Both terms also carry negative history.

I noticed "libre" is becoming more common and is well understood in several languages.

Maybe it's time for a renaissance with #LibreSoftware

#SoftwareLibre #LogicielLibre #OpenSource #FreeSoftware #FLOSS #foss #OpenSource #FreeSoftware

in reply to Sonny

I think most people will be able to recognize it through LibreOffice/OpenOffice, at least in the European context. "Open Source" also makes most people I know think of OSINT, not OSS, but I guess that depends on the group of people we're talking about ^^
in reply to Sonny

For whatever it's worth, here in the USA I'm more used to hearing "libre" discussed with the phrase "free as in speech". It's often contrasted to "gratis", which is discussed with the phrase "free as in beer."

I think "libre"/"gratis" is a very useful distinction and that we should use this more precise set of terms!

But at least here in the US, many people hearing those terms will probably need help recognizing which term means which idea.

in reply to Sonny

I like "community-driven", but it's a bit wordy.
in reply to Sonny

It’s a lot easier in languages where the terms for «free» and «gratis» haven’t converged. Maybe we should just deprecate English as our lingua franca and move on to a more sensible one 😂
in reply to Sonny

We should just go with Hungarian here, that's understood by less people than Latin, but at least "Szabad Szoftver" sounds good.

#FreeSoftware

in reply to Sonny

I'd say so! I use the term all the time. The term 'free' software is too confusing to people.
Unknown parent

Sonny
@engarneering "Libre" is already somewhat established. What's wrong with it?
Unknown parent

Aaron A Brown 🌱
nonprescriptive software? Yuck.
in reply to Sonny

I follow it (same root as liberty), but I'm not sure that Mastodon (and people following a Gnome developer in particular) is going to give you a representative sample...
in reply to Sonny

Generally, no. "Libre" is not a common word in English and when it is, it is more often colloquially used in the sense of careless, carefree, promiscuous, etc.

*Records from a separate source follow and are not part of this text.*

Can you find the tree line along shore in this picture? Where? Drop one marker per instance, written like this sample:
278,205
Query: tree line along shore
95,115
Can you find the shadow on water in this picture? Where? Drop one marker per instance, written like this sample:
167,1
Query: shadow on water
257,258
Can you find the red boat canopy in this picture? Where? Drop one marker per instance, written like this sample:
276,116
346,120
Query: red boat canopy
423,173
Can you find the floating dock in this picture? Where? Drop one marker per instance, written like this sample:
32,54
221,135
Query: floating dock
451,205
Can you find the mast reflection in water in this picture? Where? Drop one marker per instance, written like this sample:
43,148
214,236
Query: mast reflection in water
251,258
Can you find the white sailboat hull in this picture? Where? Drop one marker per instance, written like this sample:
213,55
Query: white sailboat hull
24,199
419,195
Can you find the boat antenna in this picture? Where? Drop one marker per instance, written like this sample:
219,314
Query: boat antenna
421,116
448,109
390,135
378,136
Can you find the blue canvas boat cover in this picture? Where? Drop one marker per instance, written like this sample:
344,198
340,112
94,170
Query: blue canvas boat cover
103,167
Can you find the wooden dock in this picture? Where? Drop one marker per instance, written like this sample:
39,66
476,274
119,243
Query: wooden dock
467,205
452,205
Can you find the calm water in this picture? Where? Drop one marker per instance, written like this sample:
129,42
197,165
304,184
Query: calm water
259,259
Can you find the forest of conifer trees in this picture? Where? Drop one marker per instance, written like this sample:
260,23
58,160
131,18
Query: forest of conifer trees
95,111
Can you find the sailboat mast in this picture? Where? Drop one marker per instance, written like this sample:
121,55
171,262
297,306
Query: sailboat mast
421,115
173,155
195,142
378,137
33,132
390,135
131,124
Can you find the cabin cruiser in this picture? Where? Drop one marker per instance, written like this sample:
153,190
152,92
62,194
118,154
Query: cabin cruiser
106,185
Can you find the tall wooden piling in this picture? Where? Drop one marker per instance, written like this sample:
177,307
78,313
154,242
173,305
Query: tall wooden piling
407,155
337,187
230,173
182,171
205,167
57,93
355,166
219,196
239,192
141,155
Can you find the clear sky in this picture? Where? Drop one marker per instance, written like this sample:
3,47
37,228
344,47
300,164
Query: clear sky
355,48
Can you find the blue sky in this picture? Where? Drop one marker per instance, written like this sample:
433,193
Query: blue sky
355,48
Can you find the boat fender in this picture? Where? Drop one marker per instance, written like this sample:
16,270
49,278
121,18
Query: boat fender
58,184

Rel. https://www.collinsdictionary.com/us/dictionary/english/libertine

This entry was edited (2 months ago)
in reply to Sonny

generally yes. I've adopted it myself - see https://tech.oeru.org/foss-libresoftware-its-about-clarity-and-values
in reply to Sonny

I personally am familiar with the terms "libre" and "gratis" as applied to software, so I imagine there's a community of Anglophones for whom these terms are in currency, but for most people you'd have explain what you meant.
in reply to Sonny

It sounds like a fork of "open software" to me and and the project named "software" is a bad idea to begin with 😉

I'm not sure another term will make things clearer / easier here, once it comes to specifics I'd go for Apache/MIT/GPL/etc-licensed.